We can help you master public speaking - Chris Anderson
Public speaking is an ancient art wired deeply into our minds. In every culture on Earth, as language developed, people learned to share their stories, hopes, and dreams. Imagine a typical scene: It's after nightfall, the campfire is ablaze, an elder rises, eyes lock onto the wise, wrinkled face, and as the storyteller speaks, each listener imagines the events that are being described. What happens next is astounding: The brains inside the heads of independent individuals start to behave very strangely.

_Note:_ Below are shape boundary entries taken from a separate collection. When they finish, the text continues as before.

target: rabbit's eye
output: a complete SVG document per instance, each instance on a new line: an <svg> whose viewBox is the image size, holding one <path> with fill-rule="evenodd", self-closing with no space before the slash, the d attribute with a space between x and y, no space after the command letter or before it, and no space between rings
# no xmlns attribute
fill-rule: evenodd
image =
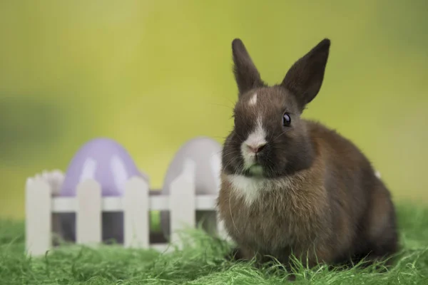
<svg viewBox="0 0 428 285"><path fill-rule="evenodd" d="M290 115L287 113L286 113L284 114L284 116L282 116L282 125L284 127L288 127L290 123L291 123L291 117L290 116Z"/></svg>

They begin to sync up— they gasp together, laugh together, weep together— and as they do so, something else happens. Rich neurologically encoded patterns of information inside the woman's brain are somehow copied and transferred to the brains in the audience. These patterns will remain in those brains for the rest of their lives, potentially impacting their behavior years into the future. Every meaningful element of human progress has happened only because humans have shared ideas with each other and then collaborated to turn those ideas into reality. From the first time our ancestors teamed up to take down a mammoth to Neil Armstrong's first step onto the moon, people have turned spoken words into astonishing shared achievements.

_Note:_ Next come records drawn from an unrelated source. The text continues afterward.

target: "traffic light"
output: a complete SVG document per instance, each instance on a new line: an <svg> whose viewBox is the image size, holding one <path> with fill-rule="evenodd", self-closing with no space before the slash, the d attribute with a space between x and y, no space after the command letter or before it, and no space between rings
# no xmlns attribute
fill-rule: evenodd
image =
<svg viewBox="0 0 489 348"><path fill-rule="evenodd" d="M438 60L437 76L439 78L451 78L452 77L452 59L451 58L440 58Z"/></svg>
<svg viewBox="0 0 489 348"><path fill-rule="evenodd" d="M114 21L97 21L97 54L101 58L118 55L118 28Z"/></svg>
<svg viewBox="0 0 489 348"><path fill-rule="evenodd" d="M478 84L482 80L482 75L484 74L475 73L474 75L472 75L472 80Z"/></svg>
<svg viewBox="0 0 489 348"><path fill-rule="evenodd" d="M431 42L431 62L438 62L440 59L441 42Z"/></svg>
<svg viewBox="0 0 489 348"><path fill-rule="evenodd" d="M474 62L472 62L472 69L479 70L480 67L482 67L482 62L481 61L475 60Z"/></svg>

The same is true today— as a leader or as an advocate, public speaking is the key to unlocking empathy, stirring excitement, sharing knowledge and insights, and promoting a shared dream. Indeed, the spoken word has actually gained new powers. Our campfire is now the whole world. Thanks to the internet, a single talk can end up being seen by millions of people. Just as the printing press massively amplified the power of authors, so the web is massively amplifying the impact of speakers.
What is more, we can enhance these skills in ways the ancients could never have imagined: the ability to show right there in beautiful, high resolution, any image that a human can photograph or imagine; the ability to weave in video and music; the ability to draw on research tools that present the entire body of human knowledge to anyone in reach of a smart phone. Suddenly, an ancient art has global reach. We need that now more than ever. Ideas that could solve our toughest problems often remain invisible because the brilliant people inside whose minds they reside lack the confidence or the know-how to share those ideas effectively.

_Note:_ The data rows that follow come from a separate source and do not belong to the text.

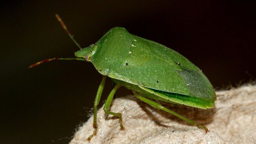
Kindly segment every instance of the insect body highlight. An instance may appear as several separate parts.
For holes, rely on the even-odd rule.
[[[76,44],[58,16],[58,20]],[[206,76],[196,66],[177,52],[166,46],[129,33],[124,28],[114,28],[95,44],[76,52],[77,58],[54,58],[38,62],[32,67],[52,60],[78,60],[90,62],[103,75],[94,104],[92,134],[97,133],[97,109],[106,77],[116,85],[110,93],[104,106],[105,112],[119,118],[124,129],[122,114],[109,110],[114,94],[121,86],[131,90],[138,98],[190,124],[203,129],[204,126],[187,118],[147,98],[203,109],[212,108],[216,100],[214,89]],[[142,95],[139,94],[140,94]]]

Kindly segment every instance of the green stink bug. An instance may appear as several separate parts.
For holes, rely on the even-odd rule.
[[[88,138],[88,140],[96,134],[97,106],[106,77],[116,84],[110,93],[104,110],[106,113],[119,118],[121,129],[124,129],[122,114],[110,112],[109,108],[116,91],[123,86],[153,107],[173,114],[204,129],[206,132],[208,131],[205,126],[147,98],[202,109],[212,108],[216,100],[213,88],[202,71],[188,59],[164,46],[130,34],[120,27],[111,29],[95,44],[82,49],[60,18],[58,15],[56,16],[80,49],[75,53],[77,58],[47,59],[30,67],[52,60],[75,60],[92,62],[103,75],[94,102],[94,130]]]

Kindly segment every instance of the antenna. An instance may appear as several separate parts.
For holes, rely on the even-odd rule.
[[[71,38],[71,39],[75,43],[75,44],[76,44],[76,45],[77,46],[78,46],[80,49],[82,49],[82,48],[81,48],[81,47],[80,47],[80,46],[79,46],[79,44],[76,42],[76,40],[75,40],[75,39],[73,37],[73,36],[72,36],[71,34],[70,34],[70,33],[69,32],[69,31],[68,31],[68,29],[67,28],[67,27],[66,26],[65,24],[64,24],[64,22],[63,22],[63,21],[62,20],[61,18],[60,18],[60,16],[59,16],[59,15],[58,14],[56,14],[55,15],[55,16],[56,17],[56,18],[57,18],[58,21],[59,22],[60,22],[60,24],[61,24],[61,26],[62,26],[62,28],[63,28],[64,30],[65,30],[66,32],[67,32],[67,34],[68,34],[68,35],[69,36],[69,37],[70,37],[70,38]]]

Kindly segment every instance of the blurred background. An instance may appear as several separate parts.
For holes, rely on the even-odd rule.
[[[162,44],[202,70],[217,90],[255,79],[256,3],[208,0],[1,2],[0,143],[67,143],[91,114],[102,76],[74,57],[111,28]],[[102,102],[111,90],[107,81]],[[117,96],[130,94],[124,88]],[[101,106],[102,103],[100,103]]]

At a time when the right idea presented the right way can ripple across the world at the speed of light, there's huge benefit to figuring out how best to set it on its way, both for you, the speaker in waiting, and for the rest of us, who need to know what you have to say. The good news is these skills are teachable. They absolutely are. And that means that there is a new superpower that anyone, young or old, can benefit from. It's called presentation literacy.
I've become convinced that tomorrow, even more than today, learning to present your ideas to other humans will prove to be an absolutely essential skill for any child who wants to build confidence, anyone who wants to progress at work, anyone who wants to leave a legacy, anyone period. The campfires of old have spawned a new kind of fire— a fire that spreads from mind to mind, screen to screen, the ignition of ideas whose time has come. This matters. Let's go light a fire.